As a matter of fact, you can pay for one of them.
Duotrope is a huge online index of markets, fully searchable, with a wealth of information on the markets they list, from genre preferences to pay rate, from submission methods to rejection statistics, updated on a very regular basis. As an additional feature, they offer an online submission tracker system, where you can enter and keep track of all your submissions, rejections, rewrite requests, and acceptances. Duotrope charges a measly $50 a year for this wonderful, indispensable, extensive service, and seldom was money better spent on your writing career.
The Grinder is the same, but free.
In fact, Duotrope started charging for their services only last year, making a lot of users (not including myself) very angry, and leading to the budding-off of The Grinder, an approved spinoff. Their database is slightly smaller as yet, their design slightly more basic, and their statistics slightly less comprehensive. On the other hand, The Grinder has the very nifty submission stats histogram, where you can watch the purple dot that is your submission crawl ever closer to the Green Columns Of Acceptance. I’m currently using both, paying for Duotrope to have access to their larger database while test-driving The Grinder to see if it’s as good as Duotrope.***
If you’re an English-language writer, Duotrope or The Grinder are the places to find your submission markets. If you’re a non-native English-language writer living outside Anglophonia, that goes double for ya.

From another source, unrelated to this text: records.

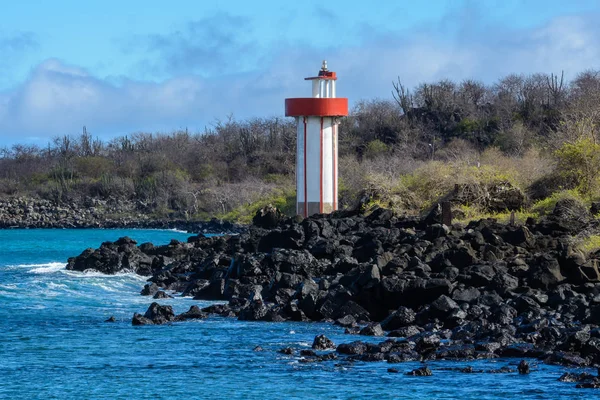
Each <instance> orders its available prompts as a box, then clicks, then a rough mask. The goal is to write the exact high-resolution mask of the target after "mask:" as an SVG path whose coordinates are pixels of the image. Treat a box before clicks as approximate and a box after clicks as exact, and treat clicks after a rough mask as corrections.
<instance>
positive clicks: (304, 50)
mask: <svg viewBox="0 0 600 400" xmlns="http://www.w3.org/2000/svg"><path fill="white" fill-rule="evenodd" d="M160 4H161V3H159V2H158V1H145V2H141V1H139V0H135V1H131V2H127V4H119V3H117V2H116V1H115V0H110V1H106V2H103V3H102V4H99V3H94V4H82V3H77V2H75V1H73V0H64V1H60V2H58V4H56V3H53V4H43V5H40V4H35V2H34V1H33V0H27V1H23V2H20V3H18V4H17V3H14V4H10V5H7V6H5V8H4V9H3V14H4V18H3V27H2V28H1V29H0V55H2V57H0V67H1V68H2V70H3V72H4V74H2V76H0V147H2V146H10V145H13V144H17V143H19V144H36V145H45V144H46V143H48V142H49V141H51V140H52V138H53V137H56V136H63V135H78V134H80V133H81V130H82V128H83V126H86V127H87V129H88V131H89V132H90V134H92V135H93V136H94V137H98V138H100V139H101V140H103V141H108V140H110V139H111V138H114V137H119V136H125V135H130V134H132V133H136V132H148V133H171V132H174V131H177V130H185V129H189V131H190V132H193V133H197V132H202V131H204V130H205V128H206V127H209V126H210V125H211V124H214V123H215V122H216V121H219V120H226V119H227V118H228V117H229V116H230V115H232V116H233V117H234V118H236V119H246V118H249V117H259V118H260V117H266V118H268V117H277V116H281V117H283V104H284V99H285V98H286V97H305V96H308V95H309V94H310V87H309V86H308V85H307V84H306V83H305V82H304V78H305V77H306V76H311V75H314V74H315V73H316V72H317V71H318V69H319V67H320V65H321V61H322V60H323V59H326V60H328V63H329V66H330V69H331V70H333V71H336V72H337V73H338V77H339V84H338V93H339V95H340V96H342V97H348V98H349V99H350V104H351V105H354V104H356V103H357V102H358V101H360V100H365V99H374V98H380V99H392V96H391V91H392V82H393V81H395V80H396V79H400V80H401V81H402V82H403V83H404V84H405V85H406V86H408V87H410V88H414V87H415V86H417V85H418V84H420V83H424V82H433V81H439V80H441V79H450V80H453V81H461V80H464V79H476V80H479V81H482V82H484V83H485V84H491V83H493V82H495V81H496V80H497V79H499V78H501V77H503V76H506V75H509V74H511V73H516V74H532V73H538V72H540V73H548V74H550V73H555V74H557V73H560V72H561V71H564V73H565V78H566V80H568V81H570V80H572V79H573V78H575V76H576V75H577V74H578V73H580V72H583V71H585V70H590V69H592V70H593V69H599V68H600V27H599V26H598V25H597V24H596V23H595V20H596V19H597V18H598V17H599V16H600V4H598V3H597V2H595V1H590V0H581V1H573V2H570V3H569V4H565V3H562V2H559V1H544V2H542V1H537V0H536V1H524V0H512V1H506V2H502V3H501V4H497V3H496V2H494V1H486V2H474V1H470V0H464V1H457V2H451V1H443V0H436V1H433V2H430V3H428V4H427V5H418V4H402V3H396V2H389V3H386V4H383V5H379V6H378V7H370V6H365V5H363V4H362V3H358V2H344V1H341V0H333V1H330V2H328V3H327V4H326V5H324V4H323V3H321V2H318V1H310V2H307V4H306V5H303V6H302V7H295V6H290V5H282V4H279V3H276V2H274V1H259V2H255V3H253V4H249V3H245V2H241V1H231V2H229V3H228V4H227V5H226V6H219V5H217V4H216V3H210V4H204V2H203V4H196V2H194V1H192V0H180V1H176V2H174V4H171V5H170V6H169V7H165V6H162V5H160Z"/></svg>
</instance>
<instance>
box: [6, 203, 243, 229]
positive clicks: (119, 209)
mask: <svg viewBox="0 0 600 400" xmlns="http://www.w3.org/2000/svg"><path fill="white" fill-rule="evenodd" d="M16 228H29V229H32V228H106V229H112V228H136V229H179V230H184V231H187V232H190V233H202V232H204V233H207V232H209V233H240V232H243V231H245V230H246V227H245V226H243V225H238V224H234V223H231V222H228V221H222V220H218V219H212V220H209V221H194V220H182V219H156V218H151V217H150V216H148V215H146V214H144V213H141V212H140V211H139V210H137V209H136V207H135V205H134V204H133V203H129V202H119V201H105V200H98V199H90V200H89V201H88V202H87V203H86V204H76V203H67V204H62V205H57V204H55V203H53V202H51V201H49V200H43V199H33V198H27V197H16V198H10V199H0V229H16Z"/></svg>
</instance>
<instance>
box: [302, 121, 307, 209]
mask: <svg viewBox="0 0 600 400" xmlns="http://www.w3.org/2000/svg"><path fill="white" fill-rule="evenodd" d="M303 118H304V217H305V218H306V217H308V185H307V183H306V175H307V173H306V123H307V122H306V118H307V117H303Z"/></svg>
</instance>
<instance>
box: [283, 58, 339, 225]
mask: <svg viewBox="0 0 600 400" xmlns="http://www.w3.org/2000/svg"><path fill="white" fill-rule="evenodd" d="M305 80H308V81H312V97H305V98H293V99H285V115H286V116H288V117H296V123H297V141H296V213H297V214H299V215H302V216H304V217H308V216H309V215H313V214H318V213H320V214H323V213H330V212H332V211H334V210H337V208H338V165H337V163H338V124H339V118H340V117H342V116H346V115H348V99H347V98H336V97H335V84H336V80H337V76H336V74H335V72H332V71H329V70H328V69H327V61H323V65H322V67H321V70H320V71H319V74H318V75H317V76H315V77H310V78H305Z"/></svg>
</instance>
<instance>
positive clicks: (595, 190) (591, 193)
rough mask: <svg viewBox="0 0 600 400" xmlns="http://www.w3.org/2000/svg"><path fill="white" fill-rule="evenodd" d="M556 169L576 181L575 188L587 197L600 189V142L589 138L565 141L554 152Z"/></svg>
mask: <svg viewBox="0 0 600 400" xmlns="http://www.w3.org/2000/svg"><path fill="white" fill-rule="evenodd" d="M554 154H555V156H556V158H557V159H558V166H557V167H558V170H559V171H560V172H561V173H562V174H563V175H565V176H567V177H570V178H573V179H574V180H575V181H576V184H577V189H578V190H579V192H581V194H583V195H584V196H587V197H591V196H594V195H597V194H598V192H599V190H600V144H597V143H596V142H595V141H594V140H592V139H591V138H587V137H584V138H580V139H578V140H577V141H575V142H574V143H565V144H563V145H562V147H561V148H560V149H558V150H557V151H556V152H555V153H554Z"/></svg>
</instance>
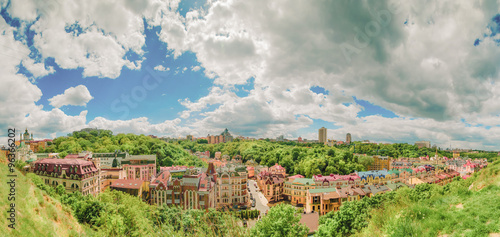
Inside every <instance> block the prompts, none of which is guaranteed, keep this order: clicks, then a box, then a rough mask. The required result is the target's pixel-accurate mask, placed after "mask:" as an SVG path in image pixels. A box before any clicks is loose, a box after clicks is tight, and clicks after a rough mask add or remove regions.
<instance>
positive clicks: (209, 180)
mask: <svg viewBox="0 0 500 237" xmlns="http://www.w3.org/2000/svg"><path fill="white" fill-rule="evenodd" d="M166 172H170V171H163V172H162V173H160V175H158V177H156V178H155V179H154V180H153V181H152V182H151V184H152V185H150V188H151V190H150V193H151V194H150V203H151V204H152V205H158V206H161V205H163V204H167V205H169V206H171V205H176V206H180V207H183V208H184V209H208V208H215V207H216V196H215V191H216V187H215V185H216V184H215V179H216V177H214V176H212V175H211V174H210V173H211V171H209V170H207V172H206V173H205V172H199V171H198V170H197V169H188V170H186V171H185V174H184V175H183V176H182V178H174V177H172V176H171V177H169V175H167V173H166Z"/></svg>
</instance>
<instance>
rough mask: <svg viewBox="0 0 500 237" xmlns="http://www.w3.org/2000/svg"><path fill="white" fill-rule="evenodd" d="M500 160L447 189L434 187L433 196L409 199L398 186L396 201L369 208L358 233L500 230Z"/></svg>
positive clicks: (456, 232) (396, 234) (427, 235)
mask: <svg viewBox="0 0 500 237" xmlns="http://www.w3.org/2000/svg"><path fill="white" fill-rule="evenodd" d="M499 174H500V160H498V159H497V161H495V162H493V163H492V164H490V165H489V166H488V167H487V168H485V169H483V170H481V171H480V172H478V173H476V174H474V175H473V176H472V177H471V179H470V180H464V181H458V182H453V183H452V185H450V191H449V192H446V191H445V189H444V188H443V187H441V186H437V185H436V186H435V187H433V191H432V196H431V198H429V199H425V200H421V201H419V202H414V201H411V200H410V199H409V197H408V193H409V190H398V193H397V196H396V198H395V200H397V205H386V206H383V207H382V208H379V209H375V210H373V211H372V213H371V215H372V217H371V219H370V220H369V224H368V226H367V227H366V228H364V229H363V230H362V231H361V232H360V233H357V234H356V235H357V236H488V235H489V234H490V233H500V176H499Z"/></svg>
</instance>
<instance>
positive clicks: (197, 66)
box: [191, 66, 201, 72]
mask: <svg viewBox="0 0 500 237" xmlns="http://www.w3.org/2000/svg"><path fill="white" fill-rule="evenodd" d="M200 69H201V67H200V66H194V67H193V68H191V71H193V72H197V71H199V70H200Z"/></svg>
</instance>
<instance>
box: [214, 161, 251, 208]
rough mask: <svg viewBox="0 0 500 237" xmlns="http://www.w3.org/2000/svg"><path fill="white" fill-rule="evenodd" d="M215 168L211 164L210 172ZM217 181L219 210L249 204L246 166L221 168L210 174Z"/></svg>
mask: <svg viewBox="0 0 500 237" xmlns="http://www.w3.org/2000/svg"><path fill="white" fill-rule="evenodd" d="M212 168H215V167H214V165H213V164H209V170H211V169H212ZM210 174H211V176H212V177H215V180H216V197H217V202H216V203H217V208H221V207H223V206H231V207H233V206H244V205H247V204H248V201H249V194H248V192H247V179H248V178H247V176H248V173H247V171H246V167H245V166H228V167H219V168H217V169H215V173H214V171H211V172H210Z"/></svg>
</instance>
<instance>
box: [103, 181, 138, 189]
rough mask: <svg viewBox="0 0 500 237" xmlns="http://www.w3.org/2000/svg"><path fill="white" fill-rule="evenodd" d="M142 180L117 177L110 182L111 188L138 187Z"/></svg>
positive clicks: (130, 188) (127, 188)
mask: <svg viewBox="0 0 500 237" xmlns="http://www.w3.org/2000/svg"><path fill="white" fill-rule="evenodd" d="M143 182H144V181H142V180H137V179H118V180H115V181H114V182H113V184H111V187H112V188H126V189H140V188H141V187H142V183H143Z"/></svg>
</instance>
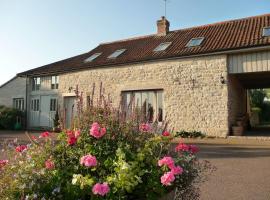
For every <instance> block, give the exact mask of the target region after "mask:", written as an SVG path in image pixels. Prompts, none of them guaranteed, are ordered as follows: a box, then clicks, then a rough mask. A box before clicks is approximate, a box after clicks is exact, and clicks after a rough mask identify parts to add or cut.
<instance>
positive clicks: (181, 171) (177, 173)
mask: <svg viewBox="0 0 270 200" xmlns="http://www.w3.org/2000/svg"><path fill="white" fill-rule="evenodd" d="M183 171H184V170H183V168H182V167H180V166H173V167H172V168H171V172H172V173H173V174H174V175H179V174H182V173H183Z"/></svg>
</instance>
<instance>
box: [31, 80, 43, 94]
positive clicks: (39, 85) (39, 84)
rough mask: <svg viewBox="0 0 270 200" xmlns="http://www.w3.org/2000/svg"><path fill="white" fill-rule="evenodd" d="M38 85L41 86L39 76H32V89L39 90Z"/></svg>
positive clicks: (34, 89)
mask: <svg viewBox="0 0 270 200" xmlns="http://www.w3.org/2000/svg"><path fill="white" fill-rule="evenodd" d="M40 87H41V78H40V77H34V78H32V91H37V90H40Z"/></svg>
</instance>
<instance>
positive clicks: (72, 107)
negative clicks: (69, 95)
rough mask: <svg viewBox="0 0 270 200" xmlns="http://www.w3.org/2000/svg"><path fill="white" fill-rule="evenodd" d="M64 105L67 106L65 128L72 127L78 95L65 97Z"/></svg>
mask: <svg viewBox="0 0 270 200" xmlns="http://www.w3.org/2000/svg"><path fill="white" fill-rule="evenodd" d="M64 106H65V117H66V120H65V122H66V123H65V128H67V129H70V128H72V127H71V126H72V122H73V120H74V117H75V116H76V113H77V112H76V110H77V106H76V97H65V98H64Z"/></svg>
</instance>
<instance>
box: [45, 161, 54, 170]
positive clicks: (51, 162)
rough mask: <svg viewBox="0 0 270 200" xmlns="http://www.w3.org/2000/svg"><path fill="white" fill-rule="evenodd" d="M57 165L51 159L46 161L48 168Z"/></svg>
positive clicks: (45, 165) (46, 167) (46, 166)
mask: <svg viewBox="0 0 270 200" xmlns="http://www.w3.org/2000/svg"><path fill="white" fill-rule="evenodd" d="M54 167H55V165H54V162H53V161H52V160H51V159H48V160H46V161H45V168H46V169H54Z"/></svg>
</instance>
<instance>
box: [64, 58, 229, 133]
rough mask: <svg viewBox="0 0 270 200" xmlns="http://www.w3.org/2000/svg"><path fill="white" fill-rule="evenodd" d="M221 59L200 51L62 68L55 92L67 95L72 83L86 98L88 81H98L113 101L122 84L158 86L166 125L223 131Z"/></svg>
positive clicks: (225, 115) (224, 129)
mask: <svg viewBox="0 0 270 200" xmlns="http://www.w3.org/2000/svg"><path fill="white" fill-rule="evenodd" d="M226 59H227V58H226V55H218V56H205V57H198V58H189V59H178V60H171V61H168V60H167V61H156V62H148V63H141V64H130V65H126V66H114V67H104V68H98V69H88V70H84V71H79V72H72V73H66V74H62V75H60V77H59V78H60V83H59V94H62V95H64V94H65V95H67V93H68V92H69V88H70V87H73V88H75V87H76V85H78V86H79V90H80V91H83V92H84V98H86V93H87V92H90V91H91V90H92V85H93V83H95V84H96V85H99V83H100V82H102V83H103V86H104V87H105V89H106V93H110V95H111V97H112V99H113V103H114V105H115V106H117V105H118V104H119V101H120V94H121V91H123V90H135V89H136V90H137V89H141V90H144V89H160V88H162V89H163V91H164V93H163V94H164V110H165V115H166V116H167V119H168V120H169V121H170V127H171V128H174V130H175V131H179V130H198V131H202V132H205V133H207V134H208V135H213V136H221V137H223V136H226V135H227V133H228V87H227V85H226V84H222V83H221V82H220V76H221V75H223V76H225V77H226V76H227V64H226ZM59 103H60V105H61V104H63V98H60V99H59Z"/></svg>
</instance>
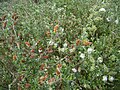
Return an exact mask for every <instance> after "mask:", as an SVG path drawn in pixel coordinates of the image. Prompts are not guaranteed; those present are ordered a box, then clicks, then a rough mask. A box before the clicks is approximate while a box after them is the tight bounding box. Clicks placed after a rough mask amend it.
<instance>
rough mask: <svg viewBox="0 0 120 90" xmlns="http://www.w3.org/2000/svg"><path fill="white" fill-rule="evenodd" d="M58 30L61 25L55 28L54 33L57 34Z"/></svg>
mask: <svg viewBox="0 0 120 90" xmlns="http://www.w3.org/2000/svg"><path fill="white" fill-rule="evenodd" d="M58 28H59V25H56V26H55V27H54V33H56V32H57V30H58Z"/></svg>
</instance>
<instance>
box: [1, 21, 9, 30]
mask: <svg viewBox="0 0 120 90" xmlns="http://www.w3.org/2000/svg"><path fill="white" fill-rule="evenodd" d="M7 22H8V21H4V22H3V25H2V26H3V29H5V28H6V26H7Z"/></svg>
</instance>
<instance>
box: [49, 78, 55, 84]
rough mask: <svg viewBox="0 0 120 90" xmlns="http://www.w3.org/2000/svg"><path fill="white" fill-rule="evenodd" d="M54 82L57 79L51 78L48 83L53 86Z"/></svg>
mask: <svg viewBox="0 0 120 90" xmlns="http://www.w3.org/2000/svg"><path fill="white" fill-rule="evenodd" d="M53 82H55V78H54V77H53V78H50V79H49V80H48V83H49V84H50V85H51V84H52V83H53Z"/></svg>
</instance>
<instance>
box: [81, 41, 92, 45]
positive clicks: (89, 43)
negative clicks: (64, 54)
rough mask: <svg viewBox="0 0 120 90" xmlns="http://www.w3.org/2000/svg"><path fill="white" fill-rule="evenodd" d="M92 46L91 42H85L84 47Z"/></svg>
mask: <svg viewBox="0 0 120 90" xmlns="http://www.w3.org/2000/svg"><path fill="white" fill-rule="evenodd" d="M91 44H92V42H89V41H86V40H84V41H83V45H84V46H89V45H91Z"/></svg>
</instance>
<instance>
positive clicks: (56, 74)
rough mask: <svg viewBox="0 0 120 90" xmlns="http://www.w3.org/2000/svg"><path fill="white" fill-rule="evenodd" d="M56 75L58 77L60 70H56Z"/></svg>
mask: <svg viewBox="0 0 120 90" xmlns="http://www.w3.org/2000/svg"><path fill="white" fill-rule="evenodd" d="M56 75H58V76H59V75H60V68H57V69H56Z"/></svg>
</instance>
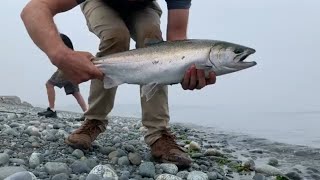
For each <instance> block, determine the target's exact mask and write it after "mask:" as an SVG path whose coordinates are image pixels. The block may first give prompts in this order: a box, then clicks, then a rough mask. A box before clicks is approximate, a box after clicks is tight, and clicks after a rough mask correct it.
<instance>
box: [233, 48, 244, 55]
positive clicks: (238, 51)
mask: <svg viewBox="0 0 320 180" xmlns="http://www.w3.org/2000/svg"><path fill="white" fill-rule="evenodd" d="M233 52H234V53H235V54H240V53H243V52H244V50H243V49H240V48H237V49H235V50H234V51H233Z"/></svg>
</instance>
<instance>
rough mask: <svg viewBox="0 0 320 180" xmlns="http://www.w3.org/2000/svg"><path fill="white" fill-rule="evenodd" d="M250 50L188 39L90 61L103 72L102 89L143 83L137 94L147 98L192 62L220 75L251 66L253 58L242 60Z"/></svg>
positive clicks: (168, 82) (207, 71)
mask: <svg viewBox="0 0 320 180" xmlns="http://www.w3.org/2000/svg"><path fill="white" fill-rule="evenodd" d="M253 53H255V50H254V49H252V48H249V47H245V46H242V45H238V44H234V43H230V42H225V41H216V40H202V39H188V40H178V41H170V42H169V41H162V42H158V43H154V44H151V45H148V46H147V47H144V48H138V49H133V50H129V51H124V52H119V53H114V54H110V55H106V56H103V57H99V58H96V59H95V60H94V61H93V63H94V64H95V65H96V66H97V67H98V68H99V69H100V70H101V71H102V72H103V73H104V80H103V81H104V88H105V89H109V88H113V87H116V86H118V85H121V84H124V83H127V84H137V85H143V86H142V88H141V91H142V94H141V96H146V100H147V101H148V100H150V98H152V96H153V95H154V93H155V92H157V90H158V89H159V87H161V86H163V85H173V84H178V83H180V82H182V79H183V77H184V74H185V72H186V70H187V69H188V68H189V67H190V66H191V65H193V64H194V65H195V66H196V68H197V69H204V70H205V72H206V75H208V73H209V72H210V71H214V72H215V74H216V76H220V75H224V74H228V73H232V72H236V71H240V70H243V69H247V68H250V67H252V66H255V65H256V64H257V63H256V62H254V61H253V62H245V61H244V60H245V59H246V58H247V57H248V56H249V55H251V54H253Z"/></svg>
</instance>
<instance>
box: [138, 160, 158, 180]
mask: <svg viewBox="0 0 320 180" xmlns="http://www.w3.org/2000/svg"><path fill="white" fill-rule="evenodd" d="M139 174H140V175H141V176H142V177H150V178H153V177H154V176H155V175H156V168H155V166H154V164H153V163H152V162H143V163H141V164H140V166H139Z"/></svg>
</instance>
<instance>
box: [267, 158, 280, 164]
mask: <svg viewBox="0 0 320 180" xmlns="http://www.w3.org/2000/svg"><path fill="white" fill-rule="evenodd" d="M268 164H269V165H270V166H278V165H279V162H278V159H276V158H270V159H269V162H268Z"/></svg>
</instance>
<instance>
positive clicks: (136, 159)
mask: <svg viewBox="0 0 320 180" xmlns="http://www.w3.org/2000/svg"><path fill="white" fill-rule="evenodd" d="M128 158H129V161H130V162H131V163H132V164H133V165H140V164H141V160H142V158H141V156H140V154H138V153H129V155H128Z"/></svg>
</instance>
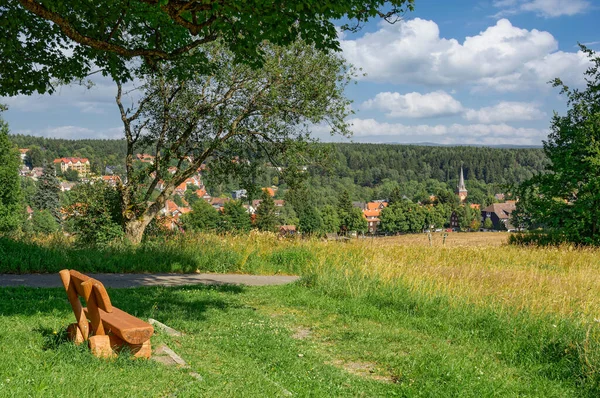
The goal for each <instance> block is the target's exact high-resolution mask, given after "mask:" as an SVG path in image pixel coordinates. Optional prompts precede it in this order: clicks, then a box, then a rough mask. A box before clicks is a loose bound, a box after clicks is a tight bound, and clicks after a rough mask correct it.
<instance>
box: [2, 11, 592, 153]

* My apologies if you are in fact a smooth, socially adapted, outgoing, and balanced individual. But in that case, what on Earth are you doing writing speculative fiction?
** Okay, so maybe you wouldn’t pay for your word processor. But bear with me here.
*** I also have a home-built Microsoft Access submission tracker application. Does that mean I keep track of my subs in three different places? Yes, it does. Is that extremely nerdy? Yes, it is. But think of this: I get to record every acceptance three times!